R. SIMMON/NASA EARTH OBSERVATORY
The United States is reeling under the impact of a massive hurricane named Sandy, the second to hit the northeastern states in two years. Flooding and widespread blackouts have crippled New York city and parts of New Jersey. Even the upcoming US election is taking a back seat, as President Barack Obama has quit the campaign trail to oversee the federal response. Throughout, there has been frequent talk of global warming as a potential driver of such events, but scientists and the media are still struggling with how to communicate the complexities. Nature takes a look at the science behind the storm.
What is making Hurricane Sandy so devastating?
First and foremost is the sheer size of the storm. As it approached the United States’ eastern seaboard on Monday, hurricane-force winds (more than 118.5 kilometres per hour) extended some 280 kilometres from the centre of the storm, peaking around 145 kilometres per hour. Tropical-storm winds registering above 63 kilometres per hour extended outwards for up to 780 kilometres.
Why is it unusual?
Hurricane Sandy is potentially unprecedented, officials say, because of the meteorological context within which it has developed. First, before reaching land, it was feeding off unusually warm surface waters in the Atlantic Ocean. Second, whereas such storms tend to skirt the US coast before drifting to the northeast and dissipating at sea, Sandy has been influenced by a high-pressure system off Greenland that has forced it inland. In doing so, the storm has merged with a winter system moving in from the west, putting forecasters in the unusual position of having to issue snow advisories for a tropical-hurricane system. Finally, the effects of the storm may have been enhanced by a full Moon, which generally means higher than average tides.
What is the link to global warming?
Some scientists point out that we might expect to see more of these types of severe weather events in a warmer world — even if any one storm cannot be directly attributed to global warming. Earlier this month, a team at the Beijing Normal University in China found that big storm surges have increased in frequency since 1923, and that large-scale events are roughly twice as likely in warmer years than in colder ones1. Others have talked about the potential that summer sea ice melt and increasingly open waters in the Arctic Ocean might be altering the flow of the jet stream that circles the Northern Hemisphere, leading to both hurricanes and the large winter storms that have hammered the northeast in recent years.
But the issue is far from settled, and climate change is not the only factor.
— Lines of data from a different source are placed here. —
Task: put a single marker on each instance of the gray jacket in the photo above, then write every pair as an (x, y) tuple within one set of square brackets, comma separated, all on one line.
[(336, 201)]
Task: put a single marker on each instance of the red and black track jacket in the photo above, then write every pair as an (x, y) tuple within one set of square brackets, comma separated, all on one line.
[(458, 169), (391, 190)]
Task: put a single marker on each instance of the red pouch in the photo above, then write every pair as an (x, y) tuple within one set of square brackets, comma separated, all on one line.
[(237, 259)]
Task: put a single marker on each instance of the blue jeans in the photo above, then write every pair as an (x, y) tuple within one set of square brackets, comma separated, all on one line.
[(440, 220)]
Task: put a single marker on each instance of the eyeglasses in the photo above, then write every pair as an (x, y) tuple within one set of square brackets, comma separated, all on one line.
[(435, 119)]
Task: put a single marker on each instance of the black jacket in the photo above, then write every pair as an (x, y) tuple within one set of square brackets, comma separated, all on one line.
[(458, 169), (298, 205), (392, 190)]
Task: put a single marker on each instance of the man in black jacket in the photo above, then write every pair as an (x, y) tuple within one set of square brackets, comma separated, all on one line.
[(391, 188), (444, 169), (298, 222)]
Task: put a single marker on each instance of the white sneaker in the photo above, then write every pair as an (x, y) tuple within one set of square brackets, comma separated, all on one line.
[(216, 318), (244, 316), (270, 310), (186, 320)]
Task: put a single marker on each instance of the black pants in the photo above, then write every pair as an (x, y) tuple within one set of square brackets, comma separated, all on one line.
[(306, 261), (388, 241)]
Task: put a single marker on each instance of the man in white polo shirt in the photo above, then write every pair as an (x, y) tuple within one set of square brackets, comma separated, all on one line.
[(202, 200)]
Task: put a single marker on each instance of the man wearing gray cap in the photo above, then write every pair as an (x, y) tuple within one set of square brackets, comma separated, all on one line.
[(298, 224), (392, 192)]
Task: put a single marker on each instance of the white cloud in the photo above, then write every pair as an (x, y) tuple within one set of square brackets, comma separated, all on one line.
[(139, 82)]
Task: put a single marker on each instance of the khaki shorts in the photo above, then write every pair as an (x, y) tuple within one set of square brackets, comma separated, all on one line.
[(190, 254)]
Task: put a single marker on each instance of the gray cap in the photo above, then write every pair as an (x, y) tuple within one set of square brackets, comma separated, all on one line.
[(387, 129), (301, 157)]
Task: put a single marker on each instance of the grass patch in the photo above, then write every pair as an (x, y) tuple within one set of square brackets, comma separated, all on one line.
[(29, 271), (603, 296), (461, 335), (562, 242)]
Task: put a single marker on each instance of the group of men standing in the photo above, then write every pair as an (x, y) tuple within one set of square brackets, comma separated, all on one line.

For example, although sea surface temperatures are currently about 3 °C above average along the Atlantic coast, the expected increase due to global warming is just 0.6 °C, according to Kevin Trenberth, a climate scientist at the National Center for Atmospheric Research in Boulder, Colorado. So while the changing climate certainly plays a part, Trenberth says, there is plenty of space for natural variability.
Going forward, higher sea levels due to global warming are expected to compound the threat of more intense hurricanes. According to a modelling study by researchers at the Massachusetts Institute of Technology in Cambridge and Princeton University in New Jersey, published in February in Nature Climate Change2, the combined effects of climatology and a 1-metre increase in sea levels could mean that 100-year surge events occur every 3–20 years by the end of the century.
What does this mean on the ground?
The storm hammered much of the US east coast and an estimated 20% of the US population, from the Carolinas to New England. It drove an enormous storm surge as the anticlockwise winds sent water towards the coast to the north of the storm's centre, leading to severe flooding in many areas. In New York city, officials said that the surge may have broken a record set nearly 200 years ago, having flooded tunnels and subways. Millions of people across the region are without power, and high water levels near New Jersey's inoperational Oyster Creek nuclear-power plant have prompted officials to put the facility on 'alert' — the second-lowest of a four-tiered warning system. Moreover, the storm could bring prolonged and intense precipitation as it moves inland. President Barack Obama has signed disaster declarations for 12 states.
How much is the damage expected to cost?
EQECAT, a consultancy based in Oakland, California, estimates that the economic losses from Hurricane Sandy could range from US$10 billion to $20 billion, and that insurance companies would be required to cover roughly half that. This is comparable to the $10-billion loss from Hurricane Irene last year, which included $6 billion in insured losses. Hurricane Ike wracked up $20 billion to $30 billion in damages in 2008, according to EQECAT, including insured losses of up to $12 billion.
How is the insurance industry dealing with evidence linking global warming to more intense storms?
This question has been ongoing for years, particularly for 'reinsurance' companies — the industry giants that insure insurance companies against major catastrophes. Nonetheless, Tom Larsen, a senior vice-president at EQECAT, says that the industry naturally focuses on the present, and that the impacts of climate change are both less clear and less pronounced today than they are expected to be in the future. “Few are directly accounting for global warming in their loss rates, but most are incorporating it into their strategic planning,” Larsen says.
How long is Sandy expected to last?
The storm, which now looks more like a typical winter storm than a tropical hurricane, is projected to continue moving north over the next two days, entering Canada on Thursday and Friday.